As viola soloist, she has performed with I Musici de Montreal, the Orchestre Métropolitain, the University of Montreal Symphony Orchestra, the New Generation Chamber Orchestra, and the Multicultural Orchestra of Montreal, where she performed the Canadian premiere of Requiem "Holocaust" for viola and orchestra by Boris Pigovat. She has performed with the Orford Camerata and McGill Chamber Orchestras, the Bachakademie Symphony Orchestra in Stuttgart, Germany (2002), and in the Pacific Music Festival Orchestra in Sapporo, Japan (2002).
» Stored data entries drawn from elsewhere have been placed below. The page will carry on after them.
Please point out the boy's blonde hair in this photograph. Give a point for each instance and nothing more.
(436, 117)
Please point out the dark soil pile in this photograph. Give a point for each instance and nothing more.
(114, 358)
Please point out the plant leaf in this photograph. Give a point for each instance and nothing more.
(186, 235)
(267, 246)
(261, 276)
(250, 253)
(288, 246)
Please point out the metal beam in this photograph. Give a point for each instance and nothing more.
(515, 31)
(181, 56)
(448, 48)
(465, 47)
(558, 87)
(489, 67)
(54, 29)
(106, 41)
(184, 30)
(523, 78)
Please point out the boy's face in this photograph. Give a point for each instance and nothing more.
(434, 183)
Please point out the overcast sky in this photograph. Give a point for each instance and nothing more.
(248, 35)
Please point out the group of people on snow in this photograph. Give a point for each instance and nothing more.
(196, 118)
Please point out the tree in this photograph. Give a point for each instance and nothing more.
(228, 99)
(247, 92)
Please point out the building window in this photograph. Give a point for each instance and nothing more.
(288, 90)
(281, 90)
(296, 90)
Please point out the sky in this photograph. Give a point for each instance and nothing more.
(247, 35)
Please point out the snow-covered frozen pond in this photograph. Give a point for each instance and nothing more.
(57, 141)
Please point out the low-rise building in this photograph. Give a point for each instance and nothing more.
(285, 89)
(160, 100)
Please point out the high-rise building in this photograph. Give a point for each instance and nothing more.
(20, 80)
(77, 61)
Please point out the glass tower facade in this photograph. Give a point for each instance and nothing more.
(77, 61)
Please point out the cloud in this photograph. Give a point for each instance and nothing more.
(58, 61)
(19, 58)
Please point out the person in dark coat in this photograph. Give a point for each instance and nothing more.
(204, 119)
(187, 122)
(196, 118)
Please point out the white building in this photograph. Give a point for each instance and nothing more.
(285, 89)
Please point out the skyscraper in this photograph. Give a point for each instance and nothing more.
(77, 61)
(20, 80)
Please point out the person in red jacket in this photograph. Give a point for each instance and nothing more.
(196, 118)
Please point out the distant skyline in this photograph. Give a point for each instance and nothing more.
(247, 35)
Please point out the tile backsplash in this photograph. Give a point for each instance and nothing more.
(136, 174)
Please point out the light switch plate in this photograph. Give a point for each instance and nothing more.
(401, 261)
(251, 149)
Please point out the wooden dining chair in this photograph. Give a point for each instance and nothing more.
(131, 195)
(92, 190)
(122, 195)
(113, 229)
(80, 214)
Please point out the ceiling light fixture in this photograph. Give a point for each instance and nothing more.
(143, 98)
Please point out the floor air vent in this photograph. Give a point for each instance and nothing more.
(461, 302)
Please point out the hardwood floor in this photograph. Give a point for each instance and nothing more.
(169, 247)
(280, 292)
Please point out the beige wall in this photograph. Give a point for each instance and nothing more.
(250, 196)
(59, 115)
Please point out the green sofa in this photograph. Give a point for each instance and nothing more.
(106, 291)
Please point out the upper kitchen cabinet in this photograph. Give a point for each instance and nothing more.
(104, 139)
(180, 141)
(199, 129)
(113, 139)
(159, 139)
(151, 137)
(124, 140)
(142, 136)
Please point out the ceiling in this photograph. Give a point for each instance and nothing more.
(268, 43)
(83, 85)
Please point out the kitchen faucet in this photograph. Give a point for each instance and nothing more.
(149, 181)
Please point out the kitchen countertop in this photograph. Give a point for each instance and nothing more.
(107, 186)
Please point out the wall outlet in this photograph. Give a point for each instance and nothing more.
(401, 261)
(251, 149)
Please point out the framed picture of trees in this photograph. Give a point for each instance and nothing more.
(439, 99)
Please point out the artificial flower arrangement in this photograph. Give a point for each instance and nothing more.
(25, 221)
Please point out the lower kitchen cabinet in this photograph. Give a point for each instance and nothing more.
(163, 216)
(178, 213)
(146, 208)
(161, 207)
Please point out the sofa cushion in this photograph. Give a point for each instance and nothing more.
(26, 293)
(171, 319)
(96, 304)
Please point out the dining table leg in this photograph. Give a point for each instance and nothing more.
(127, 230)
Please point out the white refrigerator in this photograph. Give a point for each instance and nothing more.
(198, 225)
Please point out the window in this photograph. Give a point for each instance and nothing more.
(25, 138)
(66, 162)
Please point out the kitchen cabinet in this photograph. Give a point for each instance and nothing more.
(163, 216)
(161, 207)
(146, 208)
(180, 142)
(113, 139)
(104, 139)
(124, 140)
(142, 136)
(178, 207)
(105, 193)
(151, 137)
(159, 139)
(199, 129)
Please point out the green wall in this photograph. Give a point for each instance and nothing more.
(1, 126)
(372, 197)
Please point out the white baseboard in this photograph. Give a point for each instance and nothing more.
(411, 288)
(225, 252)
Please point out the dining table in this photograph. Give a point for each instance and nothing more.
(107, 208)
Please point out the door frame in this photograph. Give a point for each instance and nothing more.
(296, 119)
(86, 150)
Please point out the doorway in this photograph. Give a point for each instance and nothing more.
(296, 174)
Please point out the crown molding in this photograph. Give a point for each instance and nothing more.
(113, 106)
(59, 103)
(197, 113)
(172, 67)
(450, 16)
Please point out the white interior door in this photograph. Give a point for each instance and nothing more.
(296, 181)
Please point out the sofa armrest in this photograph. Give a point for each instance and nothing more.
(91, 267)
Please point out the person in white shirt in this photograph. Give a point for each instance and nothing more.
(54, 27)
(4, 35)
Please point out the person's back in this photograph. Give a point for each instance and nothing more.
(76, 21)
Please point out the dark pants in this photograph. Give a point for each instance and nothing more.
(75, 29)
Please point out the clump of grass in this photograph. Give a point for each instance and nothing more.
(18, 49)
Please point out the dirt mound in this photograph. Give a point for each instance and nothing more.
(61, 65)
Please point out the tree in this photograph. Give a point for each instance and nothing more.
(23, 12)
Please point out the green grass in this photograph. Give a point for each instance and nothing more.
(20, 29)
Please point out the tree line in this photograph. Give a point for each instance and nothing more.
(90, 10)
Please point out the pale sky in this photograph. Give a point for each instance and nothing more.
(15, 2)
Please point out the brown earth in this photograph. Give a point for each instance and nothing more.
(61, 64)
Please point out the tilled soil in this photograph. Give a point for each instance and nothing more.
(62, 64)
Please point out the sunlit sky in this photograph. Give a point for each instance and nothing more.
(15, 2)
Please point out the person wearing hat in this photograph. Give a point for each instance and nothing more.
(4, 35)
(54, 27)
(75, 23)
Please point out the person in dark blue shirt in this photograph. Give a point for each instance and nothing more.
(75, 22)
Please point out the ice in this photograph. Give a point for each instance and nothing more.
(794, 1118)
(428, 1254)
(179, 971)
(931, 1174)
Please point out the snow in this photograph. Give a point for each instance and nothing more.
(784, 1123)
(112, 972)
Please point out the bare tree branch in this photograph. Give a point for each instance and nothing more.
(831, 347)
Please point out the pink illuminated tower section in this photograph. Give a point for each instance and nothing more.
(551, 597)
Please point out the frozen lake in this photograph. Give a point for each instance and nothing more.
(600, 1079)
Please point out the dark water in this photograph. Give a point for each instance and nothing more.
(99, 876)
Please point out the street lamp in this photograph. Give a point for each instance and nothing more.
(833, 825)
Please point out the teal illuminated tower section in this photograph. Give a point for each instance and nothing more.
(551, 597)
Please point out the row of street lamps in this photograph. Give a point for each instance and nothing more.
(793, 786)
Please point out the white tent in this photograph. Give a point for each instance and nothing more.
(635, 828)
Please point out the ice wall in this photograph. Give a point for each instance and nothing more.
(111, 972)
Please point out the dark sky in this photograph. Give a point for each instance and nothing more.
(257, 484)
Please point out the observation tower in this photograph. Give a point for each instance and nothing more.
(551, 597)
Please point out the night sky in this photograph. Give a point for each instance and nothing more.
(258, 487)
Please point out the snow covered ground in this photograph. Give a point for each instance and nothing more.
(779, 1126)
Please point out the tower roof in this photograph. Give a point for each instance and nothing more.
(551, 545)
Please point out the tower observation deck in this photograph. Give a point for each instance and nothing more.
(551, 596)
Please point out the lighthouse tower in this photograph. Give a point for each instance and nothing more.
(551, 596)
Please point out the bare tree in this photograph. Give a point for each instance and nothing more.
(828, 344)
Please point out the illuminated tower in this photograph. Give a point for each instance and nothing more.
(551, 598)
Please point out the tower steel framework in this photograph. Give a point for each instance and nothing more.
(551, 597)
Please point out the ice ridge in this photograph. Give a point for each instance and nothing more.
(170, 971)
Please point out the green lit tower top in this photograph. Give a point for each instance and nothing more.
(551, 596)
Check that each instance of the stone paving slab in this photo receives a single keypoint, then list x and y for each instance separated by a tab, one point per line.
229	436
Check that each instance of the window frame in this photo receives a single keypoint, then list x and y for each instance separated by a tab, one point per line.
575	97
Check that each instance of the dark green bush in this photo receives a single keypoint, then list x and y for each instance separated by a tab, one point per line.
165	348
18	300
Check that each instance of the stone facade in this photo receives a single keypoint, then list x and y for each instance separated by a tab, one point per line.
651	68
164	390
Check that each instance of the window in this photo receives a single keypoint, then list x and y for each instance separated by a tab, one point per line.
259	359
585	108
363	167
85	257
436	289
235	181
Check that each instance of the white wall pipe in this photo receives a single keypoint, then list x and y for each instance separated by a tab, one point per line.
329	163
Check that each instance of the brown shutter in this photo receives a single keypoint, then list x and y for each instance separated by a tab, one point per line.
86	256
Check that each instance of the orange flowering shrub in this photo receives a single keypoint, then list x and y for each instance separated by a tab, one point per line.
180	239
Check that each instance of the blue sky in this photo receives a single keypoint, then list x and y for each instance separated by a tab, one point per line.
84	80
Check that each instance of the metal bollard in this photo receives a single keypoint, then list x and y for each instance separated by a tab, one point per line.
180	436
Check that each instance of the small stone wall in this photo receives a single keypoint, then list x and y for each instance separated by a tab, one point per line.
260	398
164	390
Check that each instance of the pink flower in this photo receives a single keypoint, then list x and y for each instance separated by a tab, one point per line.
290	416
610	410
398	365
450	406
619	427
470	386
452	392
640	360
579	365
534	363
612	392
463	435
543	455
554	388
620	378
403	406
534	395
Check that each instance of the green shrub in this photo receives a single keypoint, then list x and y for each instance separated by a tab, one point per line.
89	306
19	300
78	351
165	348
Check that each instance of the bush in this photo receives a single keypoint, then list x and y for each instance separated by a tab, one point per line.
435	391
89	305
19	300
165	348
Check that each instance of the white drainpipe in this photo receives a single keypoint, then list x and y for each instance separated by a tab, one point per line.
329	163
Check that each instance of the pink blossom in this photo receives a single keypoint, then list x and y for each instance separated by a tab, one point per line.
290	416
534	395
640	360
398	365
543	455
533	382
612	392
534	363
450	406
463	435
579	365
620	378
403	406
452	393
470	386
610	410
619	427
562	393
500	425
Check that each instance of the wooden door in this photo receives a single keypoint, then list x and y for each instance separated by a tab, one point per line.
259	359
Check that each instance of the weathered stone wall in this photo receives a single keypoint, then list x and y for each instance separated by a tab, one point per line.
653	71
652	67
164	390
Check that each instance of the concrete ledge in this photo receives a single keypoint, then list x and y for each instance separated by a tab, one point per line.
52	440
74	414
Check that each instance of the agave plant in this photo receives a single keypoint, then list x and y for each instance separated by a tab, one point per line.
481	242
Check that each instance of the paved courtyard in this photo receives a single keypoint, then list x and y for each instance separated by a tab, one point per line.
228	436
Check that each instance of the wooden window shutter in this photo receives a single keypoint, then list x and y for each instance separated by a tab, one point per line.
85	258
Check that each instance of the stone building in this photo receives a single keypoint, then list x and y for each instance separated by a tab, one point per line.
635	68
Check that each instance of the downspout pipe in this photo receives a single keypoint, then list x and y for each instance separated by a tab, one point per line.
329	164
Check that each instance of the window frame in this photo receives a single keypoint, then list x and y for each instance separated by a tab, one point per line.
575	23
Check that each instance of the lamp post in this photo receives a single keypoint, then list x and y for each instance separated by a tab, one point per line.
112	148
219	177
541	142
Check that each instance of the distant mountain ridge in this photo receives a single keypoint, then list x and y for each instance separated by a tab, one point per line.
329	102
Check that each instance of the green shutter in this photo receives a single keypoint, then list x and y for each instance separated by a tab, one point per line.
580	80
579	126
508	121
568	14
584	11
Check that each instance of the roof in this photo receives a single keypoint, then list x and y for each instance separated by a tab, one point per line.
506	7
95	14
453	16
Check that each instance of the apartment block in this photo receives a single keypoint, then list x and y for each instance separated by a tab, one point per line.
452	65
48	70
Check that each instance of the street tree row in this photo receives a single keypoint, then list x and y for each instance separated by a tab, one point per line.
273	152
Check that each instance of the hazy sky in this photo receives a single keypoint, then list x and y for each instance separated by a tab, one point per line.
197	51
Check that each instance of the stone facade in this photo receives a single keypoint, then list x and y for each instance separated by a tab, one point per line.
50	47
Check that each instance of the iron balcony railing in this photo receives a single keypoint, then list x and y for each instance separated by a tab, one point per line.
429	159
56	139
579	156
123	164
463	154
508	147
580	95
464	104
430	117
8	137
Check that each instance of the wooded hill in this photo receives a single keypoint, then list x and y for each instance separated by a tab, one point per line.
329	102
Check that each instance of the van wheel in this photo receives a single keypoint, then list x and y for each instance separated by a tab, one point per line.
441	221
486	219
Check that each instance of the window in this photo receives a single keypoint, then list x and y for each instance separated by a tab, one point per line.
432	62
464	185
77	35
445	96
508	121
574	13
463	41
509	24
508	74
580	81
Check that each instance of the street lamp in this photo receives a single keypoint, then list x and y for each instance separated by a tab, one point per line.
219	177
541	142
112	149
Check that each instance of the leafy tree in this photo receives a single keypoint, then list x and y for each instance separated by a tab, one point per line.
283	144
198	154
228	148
In 2013 Misbakhova founded the Turovsky String Quartet to honour the passionate and inspiring Yuli and Eleonora Turovsky. Together with violinists Anastasia Virlan, Robert Margaryan, and cellist Katherina Bragina, they continue to play at
chamber music series and festivals in Montreal and throughout Quebec.

==Education==
Elvira Misbakhova obtained her Master's degree (2001) and Doctorate degree (2006) in Interpretation (Viola) at University of Montreal, where she studied with Eleonora Turovsky.

==Personal life==
Misbakhova is married to composer and conductor Airat Ichmouratov, and they have two daughters.